The digital care management solution uses a smartphone as a scalable and intimate channel to transform this episodic care into a more connected daily support model. This enables care managers to stay connected with many more patients and build much stronger relationships with them. Contrary to the common perception, the minority populations in the United States have the highest rate of smartphone ownership with Asian/Pacific Islanders (86.6%), Black-African Americans (83%), and Hispanics (82.4%) as the top three groups, compared with 74.2% of non-Hispanic whites.

Digital care management also includes modern tools to design personalized care plans and coordinate care across multiple settings.

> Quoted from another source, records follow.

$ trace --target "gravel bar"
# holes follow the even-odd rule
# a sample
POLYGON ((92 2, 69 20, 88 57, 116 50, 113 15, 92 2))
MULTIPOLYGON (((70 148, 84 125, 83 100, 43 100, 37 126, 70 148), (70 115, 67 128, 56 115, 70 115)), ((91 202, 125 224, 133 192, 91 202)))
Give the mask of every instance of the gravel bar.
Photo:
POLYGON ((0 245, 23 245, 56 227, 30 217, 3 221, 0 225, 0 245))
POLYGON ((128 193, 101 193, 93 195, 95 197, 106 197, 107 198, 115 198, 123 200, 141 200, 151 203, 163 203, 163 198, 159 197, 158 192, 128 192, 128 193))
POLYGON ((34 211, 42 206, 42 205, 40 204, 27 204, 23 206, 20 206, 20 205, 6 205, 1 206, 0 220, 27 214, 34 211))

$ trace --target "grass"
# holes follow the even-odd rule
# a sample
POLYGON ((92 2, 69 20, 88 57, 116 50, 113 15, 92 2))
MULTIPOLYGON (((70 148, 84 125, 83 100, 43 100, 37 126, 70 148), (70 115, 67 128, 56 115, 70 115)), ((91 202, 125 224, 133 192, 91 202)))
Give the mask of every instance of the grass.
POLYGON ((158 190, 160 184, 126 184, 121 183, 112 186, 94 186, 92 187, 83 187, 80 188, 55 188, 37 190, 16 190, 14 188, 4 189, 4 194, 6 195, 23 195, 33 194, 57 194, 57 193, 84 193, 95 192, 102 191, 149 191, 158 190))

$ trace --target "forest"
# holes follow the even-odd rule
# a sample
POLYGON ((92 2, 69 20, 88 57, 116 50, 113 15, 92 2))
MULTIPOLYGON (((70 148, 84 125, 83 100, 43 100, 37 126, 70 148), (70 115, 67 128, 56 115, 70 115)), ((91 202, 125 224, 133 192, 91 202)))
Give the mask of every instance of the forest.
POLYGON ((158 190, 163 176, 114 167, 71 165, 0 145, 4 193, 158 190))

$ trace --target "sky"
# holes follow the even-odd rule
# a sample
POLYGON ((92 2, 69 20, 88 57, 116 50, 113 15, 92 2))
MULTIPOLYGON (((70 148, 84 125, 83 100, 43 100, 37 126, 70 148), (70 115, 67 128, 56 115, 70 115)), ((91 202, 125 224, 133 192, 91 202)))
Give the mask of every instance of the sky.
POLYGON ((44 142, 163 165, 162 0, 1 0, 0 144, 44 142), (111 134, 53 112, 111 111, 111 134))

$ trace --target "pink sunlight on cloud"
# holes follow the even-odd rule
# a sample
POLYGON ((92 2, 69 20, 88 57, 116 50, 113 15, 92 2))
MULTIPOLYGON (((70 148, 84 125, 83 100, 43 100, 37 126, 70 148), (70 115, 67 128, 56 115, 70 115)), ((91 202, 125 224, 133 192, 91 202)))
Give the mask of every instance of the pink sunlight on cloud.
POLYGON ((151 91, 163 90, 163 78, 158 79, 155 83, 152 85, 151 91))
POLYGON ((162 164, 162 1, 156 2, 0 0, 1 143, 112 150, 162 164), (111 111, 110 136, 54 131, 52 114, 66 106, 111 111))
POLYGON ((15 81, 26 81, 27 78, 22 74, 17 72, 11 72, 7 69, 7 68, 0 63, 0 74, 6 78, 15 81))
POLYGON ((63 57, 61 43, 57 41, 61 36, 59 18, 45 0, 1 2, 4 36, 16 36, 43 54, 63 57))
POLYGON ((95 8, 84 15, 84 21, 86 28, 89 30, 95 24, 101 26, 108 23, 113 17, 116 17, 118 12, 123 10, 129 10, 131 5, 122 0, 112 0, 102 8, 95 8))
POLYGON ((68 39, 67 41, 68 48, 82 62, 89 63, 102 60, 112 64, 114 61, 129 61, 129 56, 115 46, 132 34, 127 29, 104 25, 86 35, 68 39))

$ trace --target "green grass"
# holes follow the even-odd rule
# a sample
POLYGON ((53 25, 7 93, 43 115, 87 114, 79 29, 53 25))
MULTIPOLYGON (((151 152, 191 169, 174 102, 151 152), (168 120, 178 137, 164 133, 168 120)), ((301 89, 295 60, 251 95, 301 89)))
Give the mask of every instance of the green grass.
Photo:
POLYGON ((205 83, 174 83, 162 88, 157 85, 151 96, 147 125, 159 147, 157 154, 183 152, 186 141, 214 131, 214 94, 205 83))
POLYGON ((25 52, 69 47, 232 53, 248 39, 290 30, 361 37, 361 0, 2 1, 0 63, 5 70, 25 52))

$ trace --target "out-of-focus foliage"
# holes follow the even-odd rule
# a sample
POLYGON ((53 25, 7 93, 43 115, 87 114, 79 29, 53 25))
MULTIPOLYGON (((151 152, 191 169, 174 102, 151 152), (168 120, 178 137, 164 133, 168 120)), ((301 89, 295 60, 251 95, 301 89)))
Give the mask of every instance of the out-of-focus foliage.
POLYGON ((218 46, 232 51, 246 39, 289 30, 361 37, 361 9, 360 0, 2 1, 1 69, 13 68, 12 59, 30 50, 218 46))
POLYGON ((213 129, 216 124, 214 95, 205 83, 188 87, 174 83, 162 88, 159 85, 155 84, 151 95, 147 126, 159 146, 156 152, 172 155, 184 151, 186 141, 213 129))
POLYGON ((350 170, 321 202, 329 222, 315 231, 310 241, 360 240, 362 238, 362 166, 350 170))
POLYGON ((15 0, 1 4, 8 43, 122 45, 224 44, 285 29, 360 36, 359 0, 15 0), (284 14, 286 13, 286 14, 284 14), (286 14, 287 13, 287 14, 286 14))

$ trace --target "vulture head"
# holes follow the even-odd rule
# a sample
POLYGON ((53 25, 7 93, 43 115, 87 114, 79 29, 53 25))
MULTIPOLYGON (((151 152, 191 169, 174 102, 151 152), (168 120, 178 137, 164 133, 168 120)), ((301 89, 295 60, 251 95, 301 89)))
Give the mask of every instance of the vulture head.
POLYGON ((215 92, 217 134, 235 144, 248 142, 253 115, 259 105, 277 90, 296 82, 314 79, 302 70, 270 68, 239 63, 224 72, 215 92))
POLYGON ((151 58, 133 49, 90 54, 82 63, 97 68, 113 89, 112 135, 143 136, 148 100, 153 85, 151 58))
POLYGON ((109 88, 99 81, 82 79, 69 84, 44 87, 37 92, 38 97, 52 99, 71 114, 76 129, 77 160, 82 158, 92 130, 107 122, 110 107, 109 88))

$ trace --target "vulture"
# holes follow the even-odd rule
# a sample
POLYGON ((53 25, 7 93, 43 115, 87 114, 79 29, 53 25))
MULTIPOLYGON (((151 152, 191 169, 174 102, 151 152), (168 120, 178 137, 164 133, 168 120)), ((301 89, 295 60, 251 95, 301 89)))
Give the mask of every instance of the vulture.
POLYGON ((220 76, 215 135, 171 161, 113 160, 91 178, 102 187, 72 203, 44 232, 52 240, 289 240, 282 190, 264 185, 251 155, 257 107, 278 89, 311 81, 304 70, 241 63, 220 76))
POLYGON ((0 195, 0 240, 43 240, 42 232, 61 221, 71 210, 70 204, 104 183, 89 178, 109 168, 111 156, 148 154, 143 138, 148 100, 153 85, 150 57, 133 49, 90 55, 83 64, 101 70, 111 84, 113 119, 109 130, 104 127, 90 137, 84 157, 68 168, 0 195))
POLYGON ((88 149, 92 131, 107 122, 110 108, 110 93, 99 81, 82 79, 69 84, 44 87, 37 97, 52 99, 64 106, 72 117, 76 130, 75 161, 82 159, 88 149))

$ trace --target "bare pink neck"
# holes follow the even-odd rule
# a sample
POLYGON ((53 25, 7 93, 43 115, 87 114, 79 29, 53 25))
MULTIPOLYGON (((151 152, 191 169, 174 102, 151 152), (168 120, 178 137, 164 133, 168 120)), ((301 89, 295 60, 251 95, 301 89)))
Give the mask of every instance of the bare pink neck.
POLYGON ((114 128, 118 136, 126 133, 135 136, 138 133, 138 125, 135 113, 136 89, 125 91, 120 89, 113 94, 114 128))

It embeds methods to address social determinants into clinical care pathways. This includes customizing interventions to include provision for technical assistance and education to disadvantaged communities as well as effective coordination with community-based organizations.

Digital care management and patient engagement

These care plans are delivered directly to patients’ phones, giving them simple interactive guidance every single day, to help them along the way and get back to life. Patients can also send messages to their care managers in-between scheduled visits. The patient app downloaded on a smartphone makes it easy to collect data via digital assessments to assess risk factors, such as poorly controlled chronic medical or behavioral health issues, or social determinants such as unemployment, and housing insecurity. This model is highly engaging. Due to this engagement, the care managers can learn what their patients’ needs are, and what they are struggling with and so they can respond to these evolving needs faster and change the care plan if needed. In addition, the digital care management solution captures a large amount of data from patients’ interactions with their mobile clinical programs, as well as from interactions with their care teams. By applying analytics to this critical data, the solution creates unique insights into patient needs and behaviors, insights that extend far beyond the four walls of in-person care. It also leverages predictive analytics to proactively understand the unique characteristics of each cohort and their correlation to ED utilization.

Payers and providers can now take a whole-person approach to address and support the needs of patients with equity gaps with an integrated care management solution that blends clinical care delivered virtually, ongoing support delivered digitally, combined with social care that connects them to federal, state, and local benefits – real steps toward health equity.